Deste ponto em diante, somos agraciados com as mais diversas anomalias culturais e sociais: humoristas fracassados de TV; padres pedófilos; jornalistas imbecis; um casal de velhinhos satanistas; um astrólogo pervertido; um nerd de sexualidade duvidosa; um punk de boutique que resolve se tornar um yuppie endinheirado...ninguém é poupado das observações e comentários impiedosos das meninas, nem mesmo uma ex-colega de classe, outrora a "mais popular" da escola e alvo principal das cantadas masculinas do colégio, que se transforma numa aberração disforme devido a um imenso tumor que surge em seu rosto.

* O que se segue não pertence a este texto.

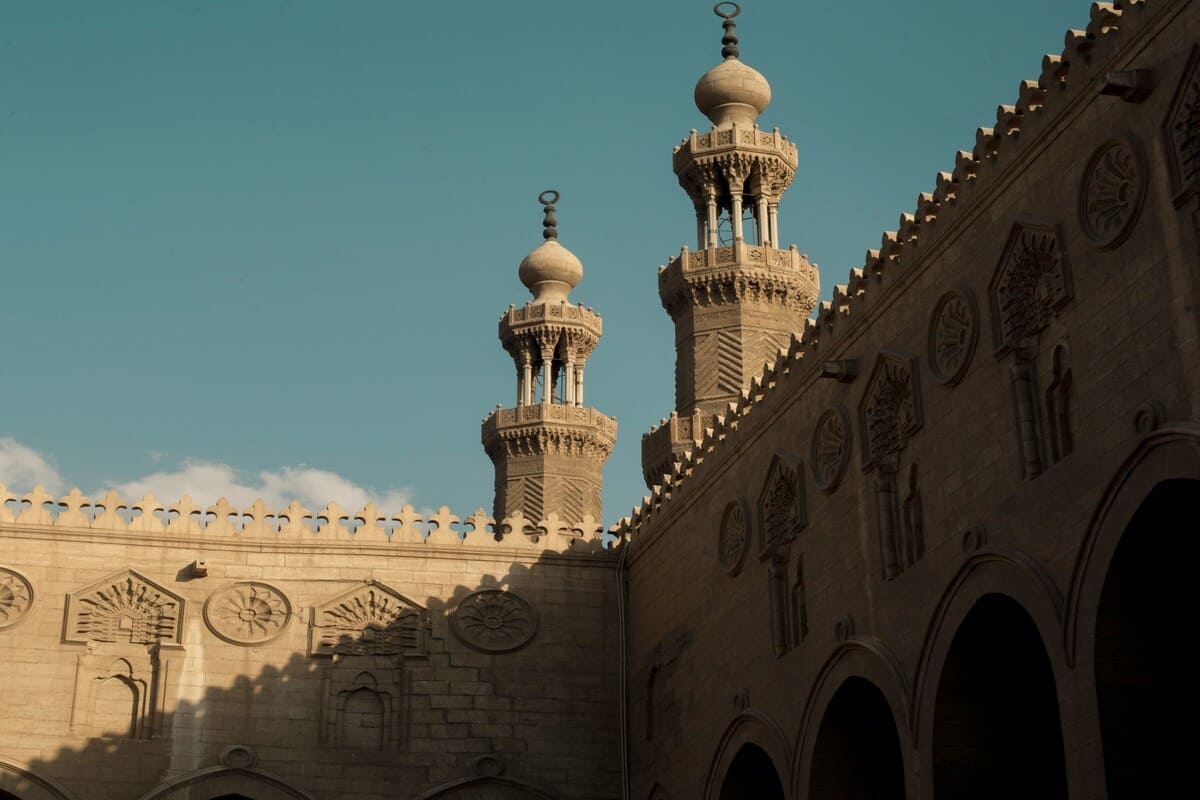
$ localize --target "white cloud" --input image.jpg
[0,437,64,494]
[104,462,412,512]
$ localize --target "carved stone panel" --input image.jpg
[716,500,750,576]
[758,455,808,559]
[809,405,851,492]
[308,581,430,658]
[859,353,922,469]
[1163,46,1200,204]
[990,219,1073,356]
[929,289,979,385]
[1079,139,1148,249]
[204,581,292,645]
[0,566,34,628]
[66,570,184,645]
[450,589,538,652]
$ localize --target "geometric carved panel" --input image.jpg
[204,581,292,645]
[450,589,538,652]
[0,566,34,628]
[65,570,184,645]
[308,581,430,658]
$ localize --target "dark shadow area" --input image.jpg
[809,678,905,800]
[1096,480,1200,800]
[720,744,784,800]
[932,595,1067,800]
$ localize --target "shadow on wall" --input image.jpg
[0,557,609,800]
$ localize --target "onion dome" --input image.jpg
[517,190,583,302]
[695,2,770,126]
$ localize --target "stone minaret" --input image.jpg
[642,2,820,486]
[482,191,617,525]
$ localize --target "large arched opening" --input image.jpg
[1094,480,1200,800]
[808,676,905,800]
[932,594,1067,800]
[718,742,784,800]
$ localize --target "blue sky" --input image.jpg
[0,0,1088,522]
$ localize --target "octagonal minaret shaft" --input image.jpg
[642,2,820,486]
[482,191,617,525]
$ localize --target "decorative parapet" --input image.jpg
[482,403,617,463]
[0,484,614,553]
[610,0,1156,540]
[659,241,821,319]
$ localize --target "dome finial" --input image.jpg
[538,188,559,239]
[713,2,742,59]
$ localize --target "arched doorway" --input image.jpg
[1096,480,1200,800]
[718,742,784,800]
[809,678,905,800]
[932,594,1067,800]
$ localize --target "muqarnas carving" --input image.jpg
[859,353,925,581]
[64,570,184,739]
[1163,46,1200,206]
[809,405,851,493]
[929,289,979,385]
[1079,139,1148,249]
[450,589,538,652]
[204,581,292,646]
[716,500,750,576]
[0,566,34,630]
[758,455,808,559]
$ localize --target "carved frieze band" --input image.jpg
[716,499,750,576]
[450,589,538,652]
[204,581,292,646]
[0,566,34,630]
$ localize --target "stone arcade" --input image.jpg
[0,0,1200,800]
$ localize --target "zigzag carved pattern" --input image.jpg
[716,331,743,395]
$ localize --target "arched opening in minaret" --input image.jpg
[718,744,784,800]
[932,594,1067,800]
[808,678,904,800]
[1096,480,1200,798]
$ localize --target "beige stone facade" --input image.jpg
[0,0,1200,800]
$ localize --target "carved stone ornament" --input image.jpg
[1079,139,1148,249]
[929,289,979,385]
[1163,44,1200,205]
[450,589,538,652]
[758,455,808,558]
[204,581,292,645]
[990,219,1073,356]
[0,566,34,630]
[308,581,430,658]
[859,353,922,469]
[66,570,184,644]
[716,500,750,576]
[809,405,850,493]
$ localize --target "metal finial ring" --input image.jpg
[713,2,742,19]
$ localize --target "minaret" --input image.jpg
[642,2,820,486]
[482,191,617,525]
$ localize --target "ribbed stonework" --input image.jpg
[642,12,820,486]
[482,193,617,525]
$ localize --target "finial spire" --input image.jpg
[538,188,559,239]
[713,2,742,59]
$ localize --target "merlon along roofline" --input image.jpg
[608,0,1170,540]
[0,483,610,554]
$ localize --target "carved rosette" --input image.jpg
[929,289,979,385]
[450,589,538,652]
[716,500,750,576]
[0,566,34,628]
[809,405,851,492]
[1079,139,1147,249]
[204,581,292,646]
[859,353,922,469]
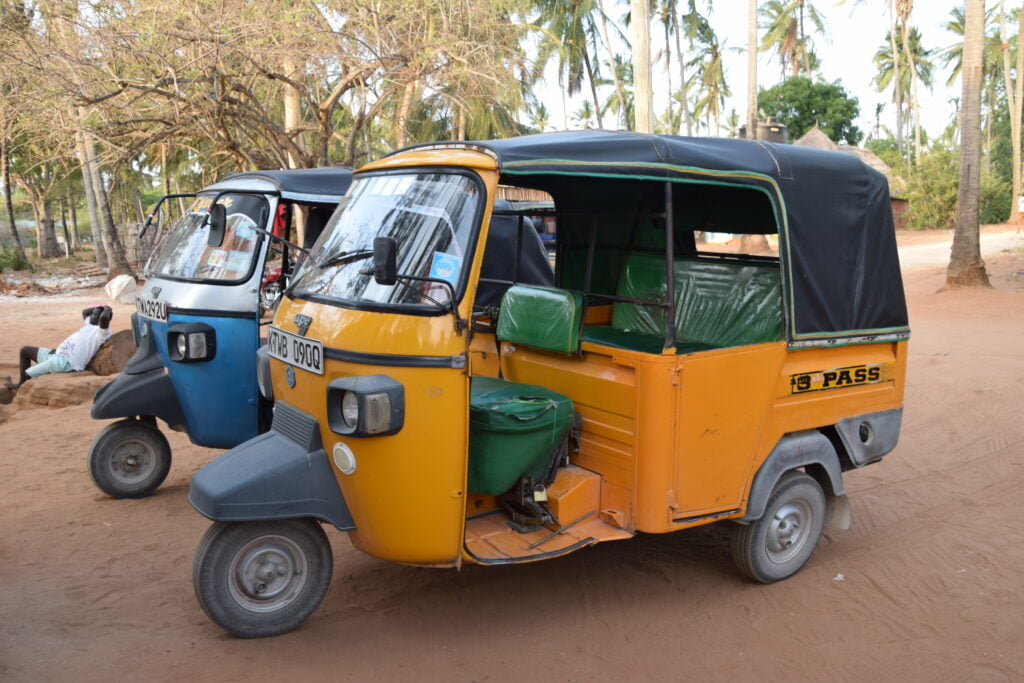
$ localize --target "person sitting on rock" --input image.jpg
[11,306,114,389]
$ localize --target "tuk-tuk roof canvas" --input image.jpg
[395,131,908,345]
[218,166,352,204]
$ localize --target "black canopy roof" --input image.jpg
[395,131,909,345]
[218,166,352,204]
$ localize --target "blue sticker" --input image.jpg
[430,252,462,285]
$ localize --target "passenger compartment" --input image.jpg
[583,252,782,353]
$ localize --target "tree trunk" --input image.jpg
[68,194,82,250]
[597,0,630,130]
[746,0,758,140]
[889,0,903,157]
[583,51,604,128]
[630,0,654,133]
[83,133,135,280]
[75,130,106,270]
[0,139,29,262]
[57,197,75,258]
[946,0,990,288]
[282,57,302,168]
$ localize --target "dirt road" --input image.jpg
[0,246,1024,681]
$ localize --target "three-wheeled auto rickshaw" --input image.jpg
[189,131,909,637]
[88,168,351,498]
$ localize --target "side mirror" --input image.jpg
[373,238,398,285]
[206,204,227,247]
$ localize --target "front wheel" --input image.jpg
[732,471,825,584]
[193,519,334,638]
[88,418,171,498]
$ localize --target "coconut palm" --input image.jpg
[946,0,989,287]
[873,28,935,160]
[760,0,828,78]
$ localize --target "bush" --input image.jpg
[0,249,32,270]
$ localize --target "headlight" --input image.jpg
[327,375,406,436]
[167,323,217,362]
[341,391,359,429]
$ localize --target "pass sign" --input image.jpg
[790,362,893,393]
[266,326,324,375]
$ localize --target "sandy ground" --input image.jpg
[0,232,1024,681]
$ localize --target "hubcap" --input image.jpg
[765,500,812,564]
[227,535,307,613]
[109,438,157,483]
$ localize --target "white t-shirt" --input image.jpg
[56,323,111,372]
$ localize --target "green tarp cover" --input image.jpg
[497,285,583,353]
[602,253,782,352]
[468,377,572,496]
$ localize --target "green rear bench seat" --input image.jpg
[583,252,782,353]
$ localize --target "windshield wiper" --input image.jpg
[316,249,374,268]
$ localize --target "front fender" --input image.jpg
[91,366,185,427]
[188,402,355,531]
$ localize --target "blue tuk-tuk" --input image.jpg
[88,168,352,498]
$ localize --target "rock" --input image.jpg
[85,330,135,375]
[13,372,110,410]
[103,275,136,303]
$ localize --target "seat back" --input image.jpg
[497,285,583,353]
[611,252,782,348]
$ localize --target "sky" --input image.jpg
[542,0,966,143]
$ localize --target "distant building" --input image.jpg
[794,124,908,230]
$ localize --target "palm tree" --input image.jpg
[536,0,604,128]
[760,0,828,78]
[630,0,654,133]
[946,0,990,288]
[690,34,732,135]
[873,28,935,161]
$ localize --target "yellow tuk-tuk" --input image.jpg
[189,131,909,637]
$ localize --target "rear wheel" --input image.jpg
[732,471,825,584]
[88,418,171,498]
[193,519,334,638]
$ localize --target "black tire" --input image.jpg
[193,518,334,638]
[88,418,171,498]
[731,471,825,584]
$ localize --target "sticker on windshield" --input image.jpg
[430,251,462,285]
[227,249,249,272]
[206,249,227,266]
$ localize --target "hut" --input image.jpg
[794,124,908,230]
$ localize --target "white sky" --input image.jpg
[542,0,966,141]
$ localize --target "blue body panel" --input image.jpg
[151,312,260,449]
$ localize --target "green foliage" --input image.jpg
[907,146,1011,230]
[0,248,32,270]
[906,147,959,230]
[758,76,861,144]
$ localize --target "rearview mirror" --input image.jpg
[373,238,398,285]
[206,204,227,247]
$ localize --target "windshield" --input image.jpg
[294,171,481,306]
[146,195,266,284]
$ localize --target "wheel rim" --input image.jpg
[765,500,814,564]
[227,535,308,613]
[108,438,157,484]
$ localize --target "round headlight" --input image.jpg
[341,391,359,429]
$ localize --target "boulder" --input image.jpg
[13,372,110,410]
[103,275,136,303]
[85,330,135,375]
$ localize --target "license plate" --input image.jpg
[135,297,167,323]
[266,326,324,375]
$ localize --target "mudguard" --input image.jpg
[736,429,845,523]
[188,402,355,531]
[91,366,185,427]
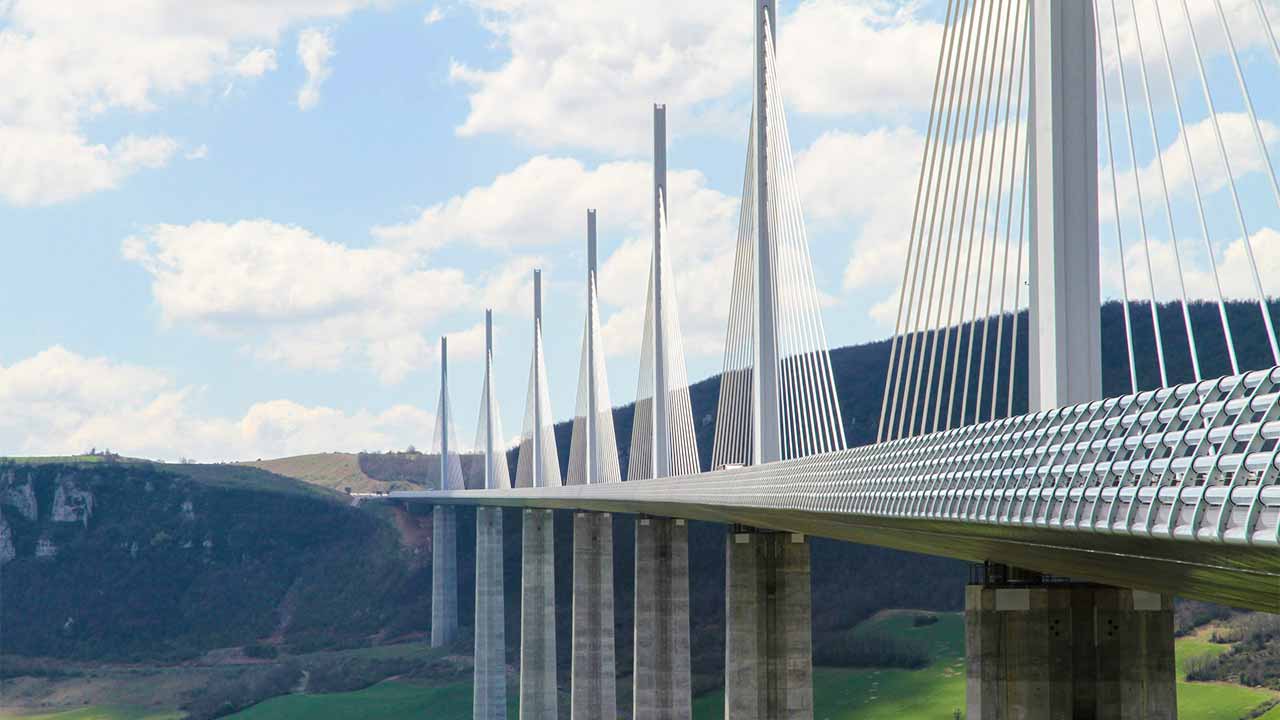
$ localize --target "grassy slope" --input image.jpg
[230,680,518,720]
[0,705,183,720]
[15,611,1280,720]
[242,452,378,492]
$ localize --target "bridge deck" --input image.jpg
[384,368,1280,612]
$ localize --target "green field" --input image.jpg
[0,611,1280,720]
[221,680,517,720]
[0,705,183,720]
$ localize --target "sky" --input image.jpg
[0,0,1280,461]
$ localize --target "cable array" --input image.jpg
[516,318,561,488]
[712,17,845,466]
[627,191,701,480]
[431,361,467,489]
[1093,0,1280,392]
[877,0,1280,441]
[878,0,1030,441]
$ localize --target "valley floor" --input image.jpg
[0,611,1280,720]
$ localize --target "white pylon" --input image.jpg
[431,337,466,489]
[516,270,562,488]
[566,210,622,486]
[712,0,845,469]
[476,310,511,489]
[627,105,700,480]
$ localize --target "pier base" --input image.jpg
[520,510,559,720]
[431,505,458,647]
[632,516,692,720]
[570,512,618,720]
[965,568,1178,720]
[724,528,813,720]
[471,507,507,720]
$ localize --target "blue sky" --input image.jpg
[0,0,1280,460]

Aliás, quem já teve a oportunidade de conferir o autor do gibi sendo entrevistado com certeza sabe o quanto esta obra-prima é pessoal: Clowes costuma contar que sua paixão pelos quadrinhos é oriunda da infância, quando ele nem mesmo sabia ler e folheava a coleção do irmão mais velho; segundo seus depoimentos, passava horas olhando para as revistas e imaginando como seriam as histórias nelas impressas... de acordo com sua cabeça de criança freak, um casal se beijando, por exemplo, se transformava em duas pessoas se mordendo. Tal qual seus personagens, o cartunista sempre enxergou as pequenas coisas do cotidiano sob a ótica mais estranha que se possa imaginar.

"Ghost World" é o tipo de gibi que pode ser entediante para quem considera os quadrinhos um mero escapismo, mas é uma ótima pedida para todos aqueles que enxergam as reais potencialidades desta mídia e também para pessoas que não fogem de obras que escancaram sem concessões nosso lado patético e idiossincrásico. Levando em consideração que todos nós fomos, somos ou seremos adolescentes um dia, é quase impossível que o leitor não se identifique com as protagonistas, e muito provavelmente é esta a razão pela qual muitas pessoas não gostam da trama, já que a maneira como Clowes obtém estes resultados passa longe da condescendência.

Publicada originalmente em pequenos capítulos espalhados por oito edições da revista Eightball (editada por Clowes e distribuída pela Fantagraphics), a HQ logo foi encadernada num volume único, tornando-se um dos maiores êxitos artísticos e comerciais dos anos 90. Por incrível que pareça, a obra permanece inédita no Brasil; contudo, sua simpática adaptação cinematográfica, dirigida por Terry Zwigoff, produzida por John Malkovich e estrelada por Thora Birch, Scarlett Johansson e Steve Buscemi, chegou a ser lançada em DVD nas bancas de todo o país.